Measurement plan that actually changes treatment
- Before task: SUDS (0–100), expectancy of feared outcome (0–100), safety behavior planned to drop.
- During: brief attention cue (“What color are their eyes?”).
- After (5 minutes max): count objective data (interruptions, questions asked, visible negative signals); complete PEP ledger.
- Weekly: safety-behavior tally; one brief scale; one functional KPI (calls made, meetings led, invites accepted).
Read more: Cultivating Success: Anxiety Therapy for High Achievers
Glossary (fast scanning)
- Safety behaviors: Actions that reduce short-term distress (rehearsal, avoidance, alcohol) but maintain fear long-term.
- Self-focused attention: Monitoring internal sensations (blushing, shaking) instead of the task; amplifies perceived threat.
- PEP (post-event processing): Biased rumination after social events that cements anxious narratives.
- SUDS: Subjective Units of Distress (0–100).
- Expectancy violation: Observing a feared prediction not occur (or occur but with lower cost than predicted).
Read more: Balancing Brilliance: Anxiety Therapy for High Achievers
FAQs
What keeps social anxiety going?
- A loop of safety behaviors, self-focused attention, anticipatory worry, and post-event processing that trades short-term relief for long-term avoidance.
Is exposure enough, or do I need cognitive work too?
- Use brief cognitive tools (decatastrophizing, compassionate reframe) to support exposures/experiments—don’t let thinking work displace doing.
How do I know when to move up the hierarchy?
- Advance when expectancy drops and SUDS recover predictably—not when you feel perfectly comfortable.
What do I measure each week?
- SUDS, expectancy ratings, safety-behavior counts, and at least one functional KPI (e.g., meetings led). Add a brief scale (e.g., LSAS/SIAS/SPIN examples) for trend.
What if my belief feels obviously true?
- Treat it as a testable hypothesis.
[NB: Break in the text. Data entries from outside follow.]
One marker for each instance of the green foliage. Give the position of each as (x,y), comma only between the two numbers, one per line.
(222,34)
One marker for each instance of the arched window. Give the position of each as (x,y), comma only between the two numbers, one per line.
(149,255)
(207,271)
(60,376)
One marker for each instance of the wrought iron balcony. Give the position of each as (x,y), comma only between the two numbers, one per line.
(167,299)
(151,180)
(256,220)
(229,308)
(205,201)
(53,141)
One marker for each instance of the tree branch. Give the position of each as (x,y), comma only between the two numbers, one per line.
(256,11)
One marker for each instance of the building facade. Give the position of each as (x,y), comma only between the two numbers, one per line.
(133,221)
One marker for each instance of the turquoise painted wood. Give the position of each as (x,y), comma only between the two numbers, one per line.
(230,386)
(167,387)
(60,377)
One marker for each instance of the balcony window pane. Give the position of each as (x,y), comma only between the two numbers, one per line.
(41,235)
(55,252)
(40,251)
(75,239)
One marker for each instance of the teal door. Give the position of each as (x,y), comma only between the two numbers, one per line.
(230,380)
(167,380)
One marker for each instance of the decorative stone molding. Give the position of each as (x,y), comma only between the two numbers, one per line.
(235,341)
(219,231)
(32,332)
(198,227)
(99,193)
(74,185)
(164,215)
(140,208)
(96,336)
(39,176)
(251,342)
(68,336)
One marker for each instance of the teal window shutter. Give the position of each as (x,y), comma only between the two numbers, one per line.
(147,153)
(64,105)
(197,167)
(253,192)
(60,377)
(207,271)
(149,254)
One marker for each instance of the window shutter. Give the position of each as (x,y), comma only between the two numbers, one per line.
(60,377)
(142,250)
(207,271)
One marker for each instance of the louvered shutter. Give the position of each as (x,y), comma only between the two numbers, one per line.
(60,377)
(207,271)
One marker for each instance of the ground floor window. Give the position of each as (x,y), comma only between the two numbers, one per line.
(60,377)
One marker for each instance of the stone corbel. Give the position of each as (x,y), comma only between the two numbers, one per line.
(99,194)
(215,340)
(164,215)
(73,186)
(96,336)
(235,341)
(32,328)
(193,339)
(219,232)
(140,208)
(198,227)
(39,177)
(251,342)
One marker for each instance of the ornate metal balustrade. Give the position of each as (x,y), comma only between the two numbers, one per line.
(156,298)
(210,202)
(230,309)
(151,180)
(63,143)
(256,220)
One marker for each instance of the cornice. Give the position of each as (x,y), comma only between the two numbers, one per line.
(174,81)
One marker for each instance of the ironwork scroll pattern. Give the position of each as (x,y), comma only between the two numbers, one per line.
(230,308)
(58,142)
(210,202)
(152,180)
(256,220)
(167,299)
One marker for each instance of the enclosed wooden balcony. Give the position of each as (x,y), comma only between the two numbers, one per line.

Run small, high-information experiments to gather disconfirming data; aim to reduce certainty, not force positivity.
How do I handle setbacks or spikes?
- Use your if–then relapse card (e.g., “If I cancel two exposures, then I schedule a 30-minute booster by Friday”), and reconnect tasks to values (leadership, connection).
Can I do this on video calls?
- Yes—video adds unique tasks (camera on, speak early, volunteer a question). Still drop safety behaviors (mute-lurking, script reading) and run experiments.
How long until progress shows up?
- Often within 4–6 sessions when experiments are frequent and safety behaviors are reduced. Expect uneven gains; learning beats comfort.